A few days ago, it was reported that Julian Assange “read out a bitcoin block hash to prove he was alive“. This was in response to rumours that he had died. It was a neat demonstration not only that he was not dead, but also of a couple of limits to the blockchain that are still not widely appreciated. It showed that blockchain on its own provides little value beyond cryptocurrency; in particular, on its own, blockchain doesn’t ‘prove existence’. And further, we can see that when blockchain is hybridised with other security processes, it is no longer terribly unique.
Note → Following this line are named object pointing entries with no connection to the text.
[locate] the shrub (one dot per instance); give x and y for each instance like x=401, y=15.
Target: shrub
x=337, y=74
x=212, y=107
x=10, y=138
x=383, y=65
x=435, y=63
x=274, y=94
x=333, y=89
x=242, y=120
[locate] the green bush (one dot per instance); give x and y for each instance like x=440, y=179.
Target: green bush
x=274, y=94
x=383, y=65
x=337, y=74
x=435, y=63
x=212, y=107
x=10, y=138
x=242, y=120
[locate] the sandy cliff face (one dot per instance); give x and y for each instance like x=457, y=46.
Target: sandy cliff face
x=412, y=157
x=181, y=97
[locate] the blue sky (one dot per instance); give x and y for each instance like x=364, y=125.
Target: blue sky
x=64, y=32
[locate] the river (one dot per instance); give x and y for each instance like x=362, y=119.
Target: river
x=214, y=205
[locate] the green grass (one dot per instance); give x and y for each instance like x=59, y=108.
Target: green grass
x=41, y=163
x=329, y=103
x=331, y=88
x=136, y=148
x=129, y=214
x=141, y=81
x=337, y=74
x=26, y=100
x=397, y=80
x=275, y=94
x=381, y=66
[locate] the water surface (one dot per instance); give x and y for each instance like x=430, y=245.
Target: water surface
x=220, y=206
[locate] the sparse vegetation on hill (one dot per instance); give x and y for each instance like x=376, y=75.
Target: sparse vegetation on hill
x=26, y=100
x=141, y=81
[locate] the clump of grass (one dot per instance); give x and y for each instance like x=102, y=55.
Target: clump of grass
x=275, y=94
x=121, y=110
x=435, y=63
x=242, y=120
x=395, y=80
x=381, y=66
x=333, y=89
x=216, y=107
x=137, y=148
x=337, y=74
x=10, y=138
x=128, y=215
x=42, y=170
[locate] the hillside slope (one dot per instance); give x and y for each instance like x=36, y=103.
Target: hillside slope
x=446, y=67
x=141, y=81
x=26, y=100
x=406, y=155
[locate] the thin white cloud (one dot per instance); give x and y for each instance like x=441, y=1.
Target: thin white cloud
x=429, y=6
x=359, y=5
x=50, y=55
What Assange did was broadcast himself reading out the hexadecimal letters and numbers of the most recent block hash at the time, namely January 10th. Because the hash value is unique to the transaction history of the blockchain and cannot be predicted, quoting the hash value on January 10th proves that the broadcast was not made earlier than that day. It’s equivalent to holding up a copy of a newspaper to show that a video has to be contemporary.
With regards to proof of existence, the evidence on the blockchain comes from the digital signatures created by account holders’ private keys. A blockchain entry certainly proves that a certain private key existed at the time of the entry, but on its own, blockchain doesn’t prove who controls the key. A major objective of blockchain as a crypto-currency engine was indeed to remove any central oversight of keys and account holders.
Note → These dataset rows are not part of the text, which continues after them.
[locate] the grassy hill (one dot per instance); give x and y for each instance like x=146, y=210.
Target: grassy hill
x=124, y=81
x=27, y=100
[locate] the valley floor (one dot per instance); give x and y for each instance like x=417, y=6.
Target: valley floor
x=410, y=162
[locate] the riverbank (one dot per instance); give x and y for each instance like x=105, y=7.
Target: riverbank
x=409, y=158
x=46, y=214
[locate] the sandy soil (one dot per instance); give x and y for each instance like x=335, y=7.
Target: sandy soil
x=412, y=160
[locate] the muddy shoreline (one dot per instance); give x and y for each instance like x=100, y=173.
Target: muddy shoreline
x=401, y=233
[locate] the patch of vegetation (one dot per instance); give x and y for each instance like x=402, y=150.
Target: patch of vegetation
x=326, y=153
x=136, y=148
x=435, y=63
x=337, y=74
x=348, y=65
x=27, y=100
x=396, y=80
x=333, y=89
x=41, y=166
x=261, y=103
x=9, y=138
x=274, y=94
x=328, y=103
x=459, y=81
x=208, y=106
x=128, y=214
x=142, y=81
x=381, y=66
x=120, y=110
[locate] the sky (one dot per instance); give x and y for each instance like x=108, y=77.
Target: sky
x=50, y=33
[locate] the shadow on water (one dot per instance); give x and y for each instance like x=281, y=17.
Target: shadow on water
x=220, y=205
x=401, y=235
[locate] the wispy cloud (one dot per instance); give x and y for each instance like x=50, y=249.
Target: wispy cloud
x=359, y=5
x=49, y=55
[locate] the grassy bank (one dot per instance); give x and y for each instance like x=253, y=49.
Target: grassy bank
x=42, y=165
Quoting the blockchain hash value from January 10th doesn’t prove Assange was alive that day. It is the combination of the broadcast and the blockchain that tells us he was alive.
If this is an example of blockchain providing proof-of-existence (or “proof of life” according to some reports) then the video is like a key management layer: it augments the blockchain by binding the physical person to the data structure. Yet the combination of a video and the blockchain doesn’t provide any unique advantages over, for example, a video plus the day’s newspaper, or a video plus a snapshot of the day’s stock market ticker tape or lotto numbers.
The pure blockchain was designed to manage decentralised electronic cash and it does that with great distinction. But blockchain needs to be combined with other processes to achieve the many other non-cryptocurrency use cases, and those combinations erode its value. If you need to wrap blockchain with other security mechanisms to achieve some outcome, you will find that the consensus algorithm becomes redundant, and that simpler systems can get the job done.